Tuesday, July 13, 2010

RIP George Steinbrenner


The Boss (the other The Boss) looms large as a figure in my nascent sports fandom; as a kid in Ft. Lauderdale we had season tickets to Yankees spring training games. This is probably from 76-79, pretty good years to be seeing the Yankees. You could wait by the players' parking lot, surrounded by a flimsy chain-link fence, and get Mickey Rivers' (favorite Yankee) or Willie Randolph's autograph after the game. I read the box scores in the paper each morning, and remember where i was when i watched Bucky Dent beat the Red Sox in the one-game playoff one afternoon after school. During this time period Steinbrenner was in the news almost as much as the players it seemed, and my dad thought the back and forth between him and Billy Martin, with the hirings and firings, was hilarious.
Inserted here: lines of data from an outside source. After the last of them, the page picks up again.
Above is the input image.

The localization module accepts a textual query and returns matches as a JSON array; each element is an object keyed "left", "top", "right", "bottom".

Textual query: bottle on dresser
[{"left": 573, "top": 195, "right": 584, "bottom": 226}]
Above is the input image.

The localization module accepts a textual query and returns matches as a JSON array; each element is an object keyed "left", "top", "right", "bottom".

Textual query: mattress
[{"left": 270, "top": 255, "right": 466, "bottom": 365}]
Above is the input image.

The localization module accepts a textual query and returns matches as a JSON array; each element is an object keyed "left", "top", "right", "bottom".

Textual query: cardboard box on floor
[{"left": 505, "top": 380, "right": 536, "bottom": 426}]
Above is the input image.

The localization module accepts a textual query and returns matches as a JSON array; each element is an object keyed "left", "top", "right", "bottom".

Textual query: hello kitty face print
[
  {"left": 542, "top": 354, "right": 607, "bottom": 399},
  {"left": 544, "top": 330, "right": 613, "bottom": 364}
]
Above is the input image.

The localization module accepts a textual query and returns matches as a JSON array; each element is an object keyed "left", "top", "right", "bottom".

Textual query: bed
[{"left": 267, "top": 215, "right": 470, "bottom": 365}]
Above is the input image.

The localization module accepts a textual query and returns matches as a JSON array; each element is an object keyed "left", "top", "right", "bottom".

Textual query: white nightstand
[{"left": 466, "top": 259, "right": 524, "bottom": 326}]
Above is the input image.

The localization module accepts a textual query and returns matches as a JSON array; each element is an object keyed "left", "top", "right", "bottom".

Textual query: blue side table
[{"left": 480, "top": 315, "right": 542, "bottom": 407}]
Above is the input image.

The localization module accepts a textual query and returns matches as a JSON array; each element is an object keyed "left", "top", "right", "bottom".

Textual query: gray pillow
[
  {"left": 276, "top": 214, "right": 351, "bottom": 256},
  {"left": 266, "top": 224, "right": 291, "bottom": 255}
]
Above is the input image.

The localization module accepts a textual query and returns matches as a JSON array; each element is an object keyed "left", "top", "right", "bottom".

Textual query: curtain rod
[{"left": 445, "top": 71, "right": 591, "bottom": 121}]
He seemed to soften in his old age (Torre managed there forever, compared to his predecessors), maybe he just wasn't around as much. But he was such a character that despite the fact that he was such a hot-head and a meddling jerk of an owner much of the time, it was hard not to feel some affection for someone so emotionally involved in owning a baseball team. Then again, i never had to play for him.

3 Comments:

Blogger dave said...

I agree, he always kind of made everything more interesting. Mickey Rivers was my favorite player too.

8:58 PM  
Blogger Ben said...

As a Red Sox fan, he was so much fun to hate and made the rivalry so much more fun and intense. Hard to believe I'm saying this, but his presence & personality will be missed.
On a completely unrelated note, have to get something off my chest. Jon's final comments on p. 228 in Our Noise about how Superchunk will be remembered for not what they did, but how they did it, and how it's how just the two people who put our the Arcade Fire records, etc...just could not disagree any more vehemently with this sentiment. Not to take anything away from how the music was made, recorded, distributed, marketed, and supported (which I have great respect & appreciation for), but the statement, to me at least, really belittles the quality of the music...it's WHAT Superchunk made - the songs and the countless perfect moments of greatness within them - that will keep me and many others coming back to these records again and again for years to come. Now I feel better...thanks. Looking forward to more great moments on the next record. "Learned to Surf" gives me really high hopes.

8:54 PM  
Blogger Ben said...

As a Red Sox fan, he was so much fun to hate and made the rivalry so much more fun and intense. Hard to believe I'm saying this, but his presence & personality will be missed.
On a completely unrelated note, have to get something off my chest. Jon's final comments on p. 228 in Our Noise about how Superchunk will be remembered for not what they did, but how they did it, and how it's how just the two people who put our the Arcade Fire records, etc...just could not disagree any more vehemently with this sentiment. Not to take anything away from how the music was made, recorded, distributed, marketed, and supported (which I have great respect & appreciation for), but the statement, to me at least, really belittles the quality of the music...it's WHAT Superchunk made - the songs and the countless perfect moments of greatness within them - that will keep me and many others coming back to these records again and again for years to come. Now I feel better...thanks. Looking forward to more great moments on the next record. "Learned to Surf" gives me really high hopes.